Friday, July 31, 2015

Fun with 3d printing

The Design Exchange has been hosting an exhibit on 3-d printing for a couple of weeks now. I decided to spin down to take a look at it before next month's meeting in Washington (which involves another 3-d printing process, but with metals).



The first exhibit shows a machine tracing out it printed pattern in slow motion. The museum staff explained they didn't leave the machine printing because they didn't want to make thousands of chairs. But the arm followed the pink pattern without printing to demonstrate its ability to trace in minute detail. We were assured that the real printing proceeded much faster, but at full speed the machine arm represented a hazard to visitors.


A section of wall for a four-story canal house being built in Amsterdam. The hollow spaces in the wall are to allow the wiring and plumbing to be installed after the house is assembled.



Examples of printed sandstone tiles. No scale, but they were a little bigger than a square foot.


Spools of polymer used by the printers on-site.


A section of the arabesque wall.

Now a possible World Complex exclusive. Break out your 3D glasses (the cheap red and blue type).

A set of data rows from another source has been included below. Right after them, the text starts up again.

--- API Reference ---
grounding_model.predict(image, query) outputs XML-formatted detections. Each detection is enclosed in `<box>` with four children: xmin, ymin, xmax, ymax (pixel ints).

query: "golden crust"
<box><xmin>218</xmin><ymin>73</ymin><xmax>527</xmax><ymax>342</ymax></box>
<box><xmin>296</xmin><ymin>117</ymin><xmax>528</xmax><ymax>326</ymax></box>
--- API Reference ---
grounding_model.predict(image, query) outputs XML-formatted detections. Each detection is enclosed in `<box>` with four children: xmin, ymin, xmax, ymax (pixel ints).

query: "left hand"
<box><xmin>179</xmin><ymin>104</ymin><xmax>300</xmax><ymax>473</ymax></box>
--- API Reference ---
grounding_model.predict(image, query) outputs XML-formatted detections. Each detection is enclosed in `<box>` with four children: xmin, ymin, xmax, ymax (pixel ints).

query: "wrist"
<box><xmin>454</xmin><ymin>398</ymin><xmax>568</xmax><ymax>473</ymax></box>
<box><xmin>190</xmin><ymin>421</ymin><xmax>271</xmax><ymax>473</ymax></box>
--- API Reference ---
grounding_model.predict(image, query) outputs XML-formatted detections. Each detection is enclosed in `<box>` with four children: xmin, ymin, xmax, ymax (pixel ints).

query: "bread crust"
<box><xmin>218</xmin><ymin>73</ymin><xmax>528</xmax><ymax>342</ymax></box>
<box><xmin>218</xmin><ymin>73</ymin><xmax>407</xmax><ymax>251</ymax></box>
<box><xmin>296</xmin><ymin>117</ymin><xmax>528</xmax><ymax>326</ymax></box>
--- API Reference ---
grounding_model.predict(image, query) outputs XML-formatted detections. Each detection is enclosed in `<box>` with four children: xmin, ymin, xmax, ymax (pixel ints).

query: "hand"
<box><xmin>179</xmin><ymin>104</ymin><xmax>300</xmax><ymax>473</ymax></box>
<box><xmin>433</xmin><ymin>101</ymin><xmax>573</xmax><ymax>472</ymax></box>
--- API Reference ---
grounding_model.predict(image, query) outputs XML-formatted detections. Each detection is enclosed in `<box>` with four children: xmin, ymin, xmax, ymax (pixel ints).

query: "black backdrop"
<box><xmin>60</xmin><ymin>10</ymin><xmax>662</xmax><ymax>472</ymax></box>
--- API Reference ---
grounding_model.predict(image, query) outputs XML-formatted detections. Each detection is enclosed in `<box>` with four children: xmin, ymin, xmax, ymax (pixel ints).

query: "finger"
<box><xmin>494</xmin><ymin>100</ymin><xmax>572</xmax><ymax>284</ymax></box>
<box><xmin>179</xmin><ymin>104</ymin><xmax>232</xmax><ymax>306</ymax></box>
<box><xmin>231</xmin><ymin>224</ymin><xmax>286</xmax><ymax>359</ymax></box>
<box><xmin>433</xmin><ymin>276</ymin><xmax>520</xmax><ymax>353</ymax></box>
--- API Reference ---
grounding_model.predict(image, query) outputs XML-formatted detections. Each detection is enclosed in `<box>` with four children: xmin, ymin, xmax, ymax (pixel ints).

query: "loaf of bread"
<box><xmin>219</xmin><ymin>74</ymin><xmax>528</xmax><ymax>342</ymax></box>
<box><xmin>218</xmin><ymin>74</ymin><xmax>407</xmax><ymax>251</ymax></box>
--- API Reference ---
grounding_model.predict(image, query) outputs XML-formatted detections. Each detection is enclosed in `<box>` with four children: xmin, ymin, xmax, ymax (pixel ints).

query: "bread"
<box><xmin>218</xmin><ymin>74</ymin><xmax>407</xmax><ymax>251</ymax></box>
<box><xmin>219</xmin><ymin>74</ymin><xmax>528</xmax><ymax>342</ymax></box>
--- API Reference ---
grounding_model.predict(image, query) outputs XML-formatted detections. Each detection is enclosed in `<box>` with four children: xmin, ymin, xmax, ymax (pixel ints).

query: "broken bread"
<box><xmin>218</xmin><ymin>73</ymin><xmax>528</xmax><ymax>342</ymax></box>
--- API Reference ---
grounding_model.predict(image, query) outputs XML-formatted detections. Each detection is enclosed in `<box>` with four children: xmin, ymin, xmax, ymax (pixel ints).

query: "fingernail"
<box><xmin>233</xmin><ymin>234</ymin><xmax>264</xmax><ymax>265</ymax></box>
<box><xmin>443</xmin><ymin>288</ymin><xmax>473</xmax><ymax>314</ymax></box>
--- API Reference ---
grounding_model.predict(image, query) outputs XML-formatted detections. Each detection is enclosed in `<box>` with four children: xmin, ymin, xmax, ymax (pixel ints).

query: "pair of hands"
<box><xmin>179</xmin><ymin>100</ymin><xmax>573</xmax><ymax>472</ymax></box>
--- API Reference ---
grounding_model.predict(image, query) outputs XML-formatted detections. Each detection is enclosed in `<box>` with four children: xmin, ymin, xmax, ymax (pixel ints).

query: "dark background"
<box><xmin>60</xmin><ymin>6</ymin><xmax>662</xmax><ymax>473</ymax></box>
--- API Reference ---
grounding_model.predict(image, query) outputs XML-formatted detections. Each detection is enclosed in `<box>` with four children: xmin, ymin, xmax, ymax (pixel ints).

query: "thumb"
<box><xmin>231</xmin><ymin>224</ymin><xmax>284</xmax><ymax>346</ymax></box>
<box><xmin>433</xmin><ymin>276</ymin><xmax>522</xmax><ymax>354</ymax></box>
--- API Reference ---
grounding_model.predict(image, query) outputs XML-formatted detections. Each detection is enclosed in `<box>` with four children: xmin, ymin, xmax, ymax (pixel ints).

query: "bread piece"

 Take a look at the following. Your left eye should look through the red lens, your right eye through the blue.




Images from video of the Arabesque wall. The top image seems to give the strongest effect.

I shot a little video, but it is too shaky to post. Need a tripod next time.

3 comments:

  1. The blog machine or some thing ate my long comment.


    Congratulations on the successful short.* In your last response to me you didn't say you already shorted the Chines market.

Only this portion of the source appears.